Türkiye’nin söz konusu 36 kriterden 10’unu "temel seviyede",13 kriteri “iyi seviyede”, 6 kriteri ise “ileri seviyede” karşıladığı belirtildi.
Kriterler içeriside Türkiye’nin en kapsamlı ilerlemeyi mali raporlama alanında kaydettiği belirtilirken, halen 5 alanda temel kriterlerin karşılanmadığı hatırlatıldı.
Türkiye’de önümüzdeki dönemde daha da ilerleme kaydedilmesi gereken alanların olduğu belirtilen raporda, “Mali istatistikler genel hükümeti kapsarken, Türkiye’nin kamuya ait 468 kamu şirketini konsolide etmiyor. Bu şirketleri giderleri GSYH’nın yaklaşık yüzde 12,6’sını oluşturuyor.” ifadesine yer verildi.
Raporda ayrıca bilanço tablolarının finansal ve finansal olmayan yükümlülükleri içerirken, hükümetin mal varlıklarının mevcuduna ise değerinden daha düşük şekilde yer verildiği belirtildi.
Raporda, “Türkiye son yıllarda ekonomik tahminlerinde iyimser bir temayüle sahip.

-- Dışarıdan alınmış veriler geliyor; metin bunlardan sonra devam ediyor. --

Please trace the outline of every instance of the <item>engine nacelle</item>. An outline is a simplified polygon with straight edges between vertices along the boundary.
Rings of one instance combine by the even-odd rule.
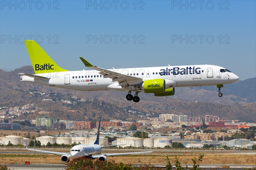
[[[61,157],[61,160],[62,162],[68,162],[70,160],[70,156],[67,155],[64,155]]]
[[[154,94],[154,96],[172,96],[175,94],[175,88],[167,88],[164,92]]]
[[[105,156],[105,155],[102,155],[98,158],[98,159],[102,161],[107,161],[108,159],[107,158],[107,156]]]
[[[158,79],[145,80],[143,88],[146,93],[163,92],[166,90],[165,80]]]

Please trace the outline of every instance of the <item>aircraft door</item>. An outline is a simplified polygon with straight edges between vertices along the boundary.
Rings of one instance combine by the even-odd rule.
[[[147,71],[147,77],[150,77],[150,71]]]
[[[70,76],[69,74],[65,75],[65,85],[70,85]]]
[[[207,77],[213,77],[213,69],[212,68],[208,68],[207,69]]]

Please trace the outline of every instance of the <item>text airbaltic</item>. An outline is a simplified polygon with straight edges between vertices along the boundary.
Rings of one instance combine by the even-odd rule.
[[[180,68],[179,67],[174,67],[172,69],[169,69],[168,68],[166,69],[161,69],[160,70],[160,72],[159,74],[160,76],[167,76],[171,74],[173,74],[173,75],[178,75],[178,74],[200,74],[201,73],[201,68],[195,68],[195,67],[187,67],[186,68]],[[203,71],[202,71],[202,72]]]
[[[154,85],[153,84],[151,84],[151,85],[148,85],[148,88],[160,88],[161,87],[160,85]]]
[[[39,65],[39,64],[35,65],[35,69],[36,71],[38,70],[53,70],[53,66],[54,65],[53,64],[50,65],[50,64],[44,64],[44,65]]]

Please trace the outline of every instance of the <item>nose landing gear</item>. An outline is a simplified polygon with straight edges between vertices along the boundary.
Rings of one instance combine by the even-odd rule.
[[[126,99],[127,100],[133,100],[134,102],[136,103],[139,102],[140,101],[140,97],[138,96],[138,92],[135,93],[134,97],[131,94],[131,91],[129,91],[128,94],[126,95]]]
[[[129,91],[129,92],[128,92],[128,94],[126,95],[126,99],[127,99],[127,100],[131,101],[133,99],[134,97],[133,96],[132,96],[132,95],[131,94],[131,91]]]
[[[219,97],[222,97],[223,96],[223,94],[221,93],[221,88],[223,87],[223,85],[217,85],[217,87],[219,88],[218,94],[218,96]]]
[[[140,101],[140,97],[139,97],[138,96],[138,92],[136,92],[135,93],[135,95],[134,95],[134,97],[133,98],[133,101],[134,102],[138,102]]]

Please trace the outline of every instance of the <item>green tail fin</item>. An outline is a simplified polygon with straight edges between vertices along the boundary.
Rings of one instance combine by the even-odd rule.
[[[25,44],[36,74],[68,71],[59,67],[35,41],[26,40]]]

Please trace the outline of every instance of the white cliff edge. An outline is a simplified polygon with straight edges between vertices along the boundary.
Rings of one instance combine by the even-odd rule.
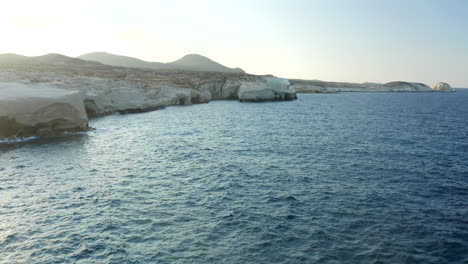
[[[260,102],[294,100],[297,96],[288,80],[268,76],[242,84],[238,98],[241,102]]]
[[[0,138],[86,131],[81,92],[46,84],[0,83]]]
[[[439,91],[439,92],[455,92],[454,89],[448,83],[438,82],[434,86],[432,86],[432,90]]]

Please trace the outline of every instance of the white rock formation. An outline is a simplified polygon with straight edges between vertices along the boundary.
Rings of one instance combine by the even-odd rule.
[[[339,93],[339,92],[433,92],[423,83],[389,82],[380,83],[347,83],[325,82],[319,80],[290,80],[298,93]]]
[[[434,91],[440,91],[440,92],[453,92],[454,89],[450,86],[448,83],[444,82],[438,82],[434,86],[432,86],[432,89]]]
[[[294,100],[296,91],[288,80],[277,77],[263,77],[256,82],[241,85],[238,93],[241,102]]]
[[[81,92],[47,84],[0,83],[0,138],[85,131]]]

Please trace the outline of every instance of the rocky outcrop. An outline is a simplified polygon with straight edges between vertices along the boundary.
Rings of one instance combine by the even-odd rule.
[[[444,82],[438,82],[434,86],[432,86],[432,89],[434,91],[439,91],[439,92],[454,92],[455,90],[452,89],[450,84],[444,83]]]
[[[0,138],[85,131],[83,94],[45,84],[0,83]]]
[[[78,56],[79,59],[100,62],[112,66],[132,67],[153,70],[189,70],[189,71],[208,71],[208,72],[230,72],[230,73],[245,73],[240,68],[229,68],[220,63],[217,63],[207,57],[198,54],[189,54],[179,60],[162,63],[149,62],[132,58],[110,54],[106,52],[93,52]]]
[[[297,96],[288,80],[268,76],[242,84],[238,98],[241,102],[261,102],[294,100]]]
[[[338,92],[433,92],[434,89],[413,82],[346,83],[324,82],[319,80],[290,80],[298,93],[338,93]]]

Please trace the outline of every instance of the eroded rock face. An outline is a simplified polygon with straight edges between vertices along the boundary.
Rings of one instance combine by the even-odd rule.
[[[288,80],[271,76],[242,84],[238,98],[241,102],[261,102],[294,100],[297,96]]]
[[[0,139],[86,131],[80,92],[50,85],[0,83]]]
[[[452,92],[453,89],[448,83],[444,82],[438,82],[434,86],[432,86],[432,89],[434,91],[440,91],[440,92]]]

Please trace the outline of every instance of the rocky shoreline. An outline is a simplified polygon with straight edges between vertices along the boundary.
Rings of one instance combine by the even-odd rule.
[[[60,54],[0,55],[0,139],[85,131],[88,118],[172,105],[288,101],[298,93],[451,91],[419,83],[287,80],[243,72],[110,66]]]
[[[447,83],[439,82],[432,88],[423,83],[389,82],[347,83],[319,80],[289,80],[297,93],[340,93],[340,92],[453,92]]]
[[[0,57],[0,138],[80,131],[87,127],[88,117],[116,112],[147,112],[211,100],[258,102],[297,98],[288,80],[273,76],[125,68],[59,54],[9,58],[2,61]],[[33,97],[29,96],[32,90]],[[82,95],[81,99],[74,99],[75,94]],[[82,119],[76,119],[73,111],[65,108],[44,111],[44,107],[63,103],[64,98],[73,102],[65,108],[85,111],[85,126]]]

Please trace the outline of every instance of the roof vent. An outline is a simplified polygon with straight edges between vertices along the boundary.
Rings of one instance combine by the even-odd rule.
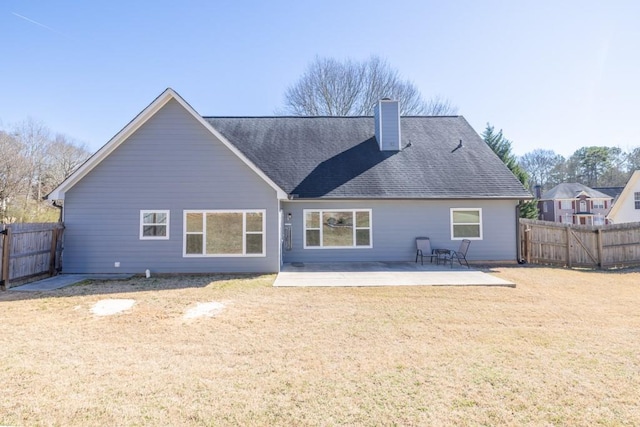
[[[400,151],[400,103],[384,98],[373,108],[380,151]]]

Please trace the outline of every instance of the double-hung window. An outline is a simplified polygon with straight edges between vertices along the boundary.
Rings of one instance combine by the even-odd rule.
[[[482,239],[482,209],[451,208],[451,239]]]
[[[140,211],[140,240],[166,240],[169,238],[169,211]]]
[[[264,256],[265,211],[184,211],[184,256]]]
[[[571,200],[560,200],[560,209],[570,210],[573,209],[573,204]]]
[[[304,210],[304,247],[371,248],[371,209]]]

Reel Gayri Safi Yurtiçi Hasıla büyümesi yüzde 1 daha fazla tahmin ediliyor.” ifadesine yer verildi.
Enflasyon tahminlerinde de daha düşük tahminlerde bulunulduğu belirtildi.
Son 10 yılda performans bazlı bütçe sistemi konusunda gerçekleştirilen çalışmalara rağmen, bütçenin büyük oranda yönetimsel ve girdi bazlı olduğu, bunun da hükümetin politika önceliklerinin anlaşılmasını zorlaştırdığı kaydedildi.
Öte yandan hükümetin halihazırda alternatif makro mali senaryolara ilişkin hazırlık yaptığı, fakat bu çalışmaların yayımlanmadığı öne sürüldü.
Rapordun tavsiye bölümünde ise Türkiye’nin kamu şirketlerini de dahil ederek şirketlerin mali raporlama kapsamı genişletmesi gerektiği belirtildi.
Raporda ayrıca kamunun mal varlığının ise gerçek değerlerini yansıtacak şekilde bilanço tablolarının da kapsamının genişletilmesi gerektiği vurgulandı.